Printer inks and tractors, and the right to repair
You might recall several years ago when it came time to replace an “empty” Lexmark printer cartridge, you had to purchase a new “authentic” one as a replacement. HP had a similar program. Lexmark was sued (and lost in the Supreme Court) by a third-party ink maker who was blocked by the locking software. (The reason for the quotes is because these cartridges are seldom anywhere near empty, wasting a lot of ink. But let’s stay focused.)
What does this have in common with tractors? John Deere has special locking software that prevents farmers from doing their own repairs. This came to light recently when Russian troops stole about US$5M worth of them from Ukraine and brought them to Chechnya. The Ukrainians were able to “brick” the tractors by engaging the software. This is not a coincidence: their software engineers have been hacking Deere tractors for years.

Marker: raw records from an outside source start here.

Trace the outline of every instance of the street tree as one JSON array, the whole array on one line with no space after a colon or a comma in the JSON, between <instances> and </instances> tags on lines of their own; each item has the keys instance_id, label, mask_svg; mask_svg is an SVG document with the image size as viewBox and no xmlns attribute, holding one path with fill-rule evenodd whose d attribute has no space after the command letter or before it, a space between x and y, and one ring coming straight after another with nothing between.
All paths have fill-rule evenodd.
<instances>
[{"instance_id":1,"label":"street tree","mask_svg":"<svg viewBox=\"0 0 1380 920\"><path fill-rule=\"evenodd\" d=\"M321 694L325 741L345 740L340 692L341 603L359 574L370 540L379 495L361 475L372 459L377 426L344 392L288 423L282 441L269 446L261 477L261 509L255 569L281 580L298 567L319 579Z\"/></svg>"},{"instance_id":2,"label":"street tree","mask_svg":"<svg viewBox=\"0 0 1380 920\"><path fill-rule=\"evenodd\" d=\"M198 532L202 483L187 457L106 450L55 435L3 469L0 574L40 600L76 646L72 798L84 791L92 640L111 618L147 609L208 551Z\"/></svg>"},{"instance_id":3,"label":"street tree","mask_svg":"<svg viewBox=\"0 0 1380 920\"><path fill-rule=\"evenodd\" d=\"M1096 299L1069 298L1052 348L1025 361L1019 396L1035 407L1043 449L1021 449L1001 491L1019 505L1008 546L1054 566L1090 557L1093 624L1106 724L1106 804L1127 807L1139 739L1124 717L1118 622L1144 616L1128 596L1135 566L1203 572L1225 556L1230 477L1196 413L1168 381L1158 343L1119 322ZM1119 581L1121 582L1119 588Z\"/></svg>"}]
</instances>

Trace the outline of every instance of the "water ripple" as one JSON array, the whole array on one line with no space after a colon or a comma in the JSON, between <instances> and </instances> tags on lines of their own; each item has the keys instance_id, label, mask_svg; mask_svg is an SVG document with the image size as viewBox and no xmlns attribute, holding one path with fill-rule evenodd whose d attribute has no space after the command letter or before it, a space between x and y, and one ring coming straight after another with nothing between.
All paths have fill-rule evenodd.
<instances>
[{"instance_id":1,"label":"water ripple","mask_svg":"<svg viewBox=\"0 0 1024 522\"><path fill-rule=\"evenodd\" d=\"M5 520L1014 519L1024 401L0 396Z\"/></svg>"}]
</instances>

Now, while you may cheer on the Ukrainians, this exposes the dark side of tech called the right to repair. For the past decade, tech companies have come under fire for preventing “unauthorized” repair work on their equipment. Apple is one of the most egregious, you can’t just have anyone fix your gear. But as supply chains stretch and break during the pandemic, we need more flexibility, not less. And typically using the authorized repair folks is nothing more than having an added surcharge to your repair bill. (And if you are a farmer, waiting for the Deere repair dude to drive out to your farm.)
One small victory in this arena has been the unlocking of cellphones. Remember when you had to get permission from your phone vendor if you wanted to port your phone and your number to another carrier? You still need to go through a somewhat dense process, but at least the carriers have to sell you a new unlocked phone. Various states now have laws on their books to mandate rights to repair, but it still is far from universal.